Traçabilité > Carrefour améliore l’information accessible au consommateur pour les produits issus de ses filières qualité. Un QR code présent sur l’emballage permet d’accéder aux informations déposées par chaque intervenant au cours de la vie d’un produit.
Annoncé en mars dernier par Carrefour (Agra Alimentation du 15 mars 2018), le lancement d’un système d’information renforcé pour le poulet d’Auvergne issu de la filière qualité Carrefour (FQC) prend de l’ampleur. Après ce produit présent dans les magasins depuis le début de l’année, « les tomates FQC affichent un QR code à partir du 25 juin, et au cours de l’été, ce seront les œufs FQC qui profiteront de ce nouvel étiquetage », explique Romain Pépin, consultant chez Carrefour au sein de l’équipe chargée de déployer le dispositif.
Cent filières se sont engagées dans le dispositif de type blockchain (stockage et transmission d’informations) consistant à collecter toutes les informations sur la vie d’un produit de la récolte (ou de la naissance) à sa transformation finale. Chaque acteur (éleveur, vétérinaire, cultivateur, transformateur…) ajoute ses informations sur une plateforme partagée. Et c’est à partir de cette base de données qu’un QR code unique par produit est mis au point, permettant au consommateur d’accéder à une information détaillée.
Carrefour finance le dispositif pour l’instant
Reste à savoir quels bénéfices peuvent tirer les producteurs d’un tel dispositif. « La mise en place de la plateforme est assumée financièrement par Carrefour, les intervenants ayant seulement à entrer les informations », explique Garance Osternaud, chef de projet chez Carrefour. Mais cette prise en charge n’est pas définitive puisque l’enseigne n’a pas décidé pour l’instant de son engagement financier pour les autres filières. « Pour l’avenir, c’est ouvert », note Garance Osternaud. Carrefour n’achète pas plus cher les produits entrés dans le dispositif et n’augmente pas le prix final des produits.

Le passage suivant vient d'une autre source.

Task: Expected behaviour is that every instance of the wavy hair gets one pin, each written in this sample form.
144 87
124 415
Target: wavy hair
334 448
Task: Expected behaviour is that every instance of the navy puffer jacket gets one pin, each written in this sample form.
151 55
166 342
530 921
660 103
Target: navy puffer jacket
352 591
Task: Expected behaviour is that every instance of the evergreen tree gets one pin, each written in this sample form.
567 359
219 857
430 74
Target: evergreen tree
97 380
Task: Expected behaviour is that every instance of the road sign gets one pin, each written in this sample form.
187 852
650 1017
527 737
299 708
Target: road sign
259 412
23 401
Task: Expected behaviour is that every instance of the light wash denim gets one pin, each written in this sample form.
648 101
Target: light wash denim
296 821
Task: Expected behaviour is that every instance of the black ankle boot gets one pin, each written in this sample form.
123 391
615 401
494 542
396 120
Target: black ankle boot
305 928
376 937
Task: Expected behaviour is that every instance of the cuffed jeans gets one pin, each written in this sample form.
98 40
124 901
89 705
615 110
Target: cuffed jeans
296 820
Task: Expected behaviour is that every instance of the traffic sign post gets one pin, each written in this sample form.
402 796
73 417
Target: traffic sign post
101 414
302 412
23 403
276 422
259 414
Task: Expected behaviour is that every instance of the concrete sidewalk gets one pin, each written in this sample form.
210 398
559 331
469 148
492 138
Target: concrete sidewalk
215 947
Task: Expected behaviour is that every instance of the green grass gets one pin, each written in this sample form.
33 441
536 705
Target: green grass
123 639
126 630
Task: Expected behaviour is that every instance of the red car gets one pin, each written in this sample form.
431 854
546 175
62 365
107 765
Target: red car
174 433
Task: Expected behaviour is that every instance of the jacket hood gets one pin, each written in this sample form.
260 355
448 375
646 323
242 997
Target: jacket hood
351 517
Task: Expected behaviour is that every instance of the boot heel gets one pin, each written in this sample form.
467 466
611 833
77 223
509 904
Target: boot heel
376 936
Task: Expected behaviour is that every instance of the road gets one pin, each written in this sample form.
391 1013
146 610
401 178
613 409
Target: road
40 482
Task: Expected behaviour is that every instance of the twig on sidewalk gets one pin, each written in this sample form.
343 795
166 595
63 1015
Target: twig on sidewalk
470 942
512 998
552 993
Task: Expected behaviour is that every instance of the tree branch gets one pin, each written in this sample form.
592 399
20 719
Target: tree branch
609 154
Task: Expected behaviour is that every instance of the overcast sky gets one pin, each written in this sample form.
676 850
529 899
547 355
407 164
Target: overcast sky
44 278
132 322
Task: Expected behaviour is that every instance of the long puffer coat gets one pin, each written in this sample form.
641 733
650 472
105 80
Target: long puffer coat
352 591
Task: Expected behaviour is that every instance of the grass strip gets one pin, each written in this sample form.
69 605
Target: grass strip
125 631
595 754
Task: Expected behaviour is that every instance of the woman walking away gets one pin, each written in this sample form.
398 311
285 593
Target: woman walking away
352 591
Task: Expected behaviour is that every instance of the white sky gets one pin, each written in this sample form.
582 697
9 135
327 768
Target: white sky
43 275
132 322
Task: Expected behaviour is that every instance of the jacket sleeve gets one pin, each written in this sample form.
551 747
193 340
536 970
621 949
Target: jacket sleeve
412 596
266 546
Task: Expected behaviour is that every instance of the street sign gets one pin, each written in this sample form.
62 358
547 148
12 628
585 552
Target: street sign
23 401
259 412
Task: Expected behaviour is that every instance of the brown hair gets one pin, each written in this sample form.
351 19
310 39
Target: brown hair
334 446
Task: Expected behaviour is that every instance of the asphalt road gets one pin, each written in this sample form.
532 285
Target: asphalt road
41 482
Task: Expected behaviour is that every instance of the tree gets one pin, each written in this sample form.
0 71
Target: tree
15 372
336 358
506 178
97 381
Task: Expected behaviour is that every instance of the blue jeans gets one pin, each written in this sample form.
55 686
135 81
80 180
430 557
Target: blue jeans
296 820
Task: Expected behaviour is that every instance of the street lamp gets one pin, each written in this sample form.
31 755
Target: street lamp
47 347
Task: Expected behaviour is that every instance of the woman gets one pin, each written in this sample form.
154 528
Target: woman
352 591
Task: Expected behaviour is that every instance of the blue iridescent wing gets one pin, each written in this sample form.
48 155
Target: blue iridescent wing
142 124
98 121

Difficile de savoir si les produits présentant une information du consommateur renforcée se vendent mieux. Le distributeur signale seulement avoir observé une légère hausse des ventes du poulet FQC dans ses supermarchés après l’annonce de ce lancement en mars dernier. Les consommateurs sont encore peu nombreux à scanner les produits : seulement 5 % des QR codes ont été scannés dans les semaines suivant sa mise en place.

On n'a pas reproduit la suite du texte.